Math Insight

Another differential equation: projectile motion


Here we encounter the fundamental idea that if $s=s(t)$ is position, then $\dot{s}$ is velocity, and $\ddot{s}$ is acceleration. This idea occurs in all basic physical science and engineering.

In particular, for a projectile near the earth's surface travelling straight up and down, ignoring air resistance, acted upon by no other forces but gravity, we have $$\hbox{ acceleration due to gravity }= -32 \hbox{ feet/sec }^2.$$ Thus, letting $s(t)$ be position at time $t$, we have $$\ddot{s}(t)=-32.$$ We take this (approximate) physical fact as our starting point.

From $\ddot{s}=-32$ we integrate (or anti-differentiate) once to undo one of the derivatives, getting back to velocity: $$v(t)=\dot{s}=\dot{s}(t)=-32t+v_o$$ where we are calling the constant of integration ‘$v_o$’. (No matter which constant $v_o$ we might take, the derivative of $-32t+v_o$ with respect to $t$ is $-32$.)

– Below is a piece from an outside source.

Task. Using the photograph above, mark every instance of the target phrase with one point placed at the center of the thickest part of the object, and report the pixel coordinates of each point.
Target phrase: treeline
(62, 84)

Specifically, when $t=0$, we have $$v(0)=v_o$$ Thus, the constant of integration $v_o$ is initial velocity. And we have this formula for the velocity at any time in terms of initial velocity.

We integrate once more to undo the last derivative, getting back to the position function itself: $$s=s(t)=-16t^2+v_ot+s_o$$ where we are calling the constant of integration ‘$s_o$’. Specifically, when $t=0$, we have $$s(0)=s_o$$ so $s_o$ is initial position. Thus, we have a formula for position at any time in terms of initial position and initial velocity.

Of course, in many problems the data we are given is not just the initial position and initial velocity, but something else, so we have to determine these constants indirectly.


  1. You drop a rock down a deep well, and it takes $10$ seconds to hit the bottom. How deep is it?
  2. You drop a rock down a well, and the rock is going $32$ feet per second when it hits bottom. How deep is the well?
  3. If I throw a ball straight up and it takes $12$ seconds for it to go up and come down, how high did it go?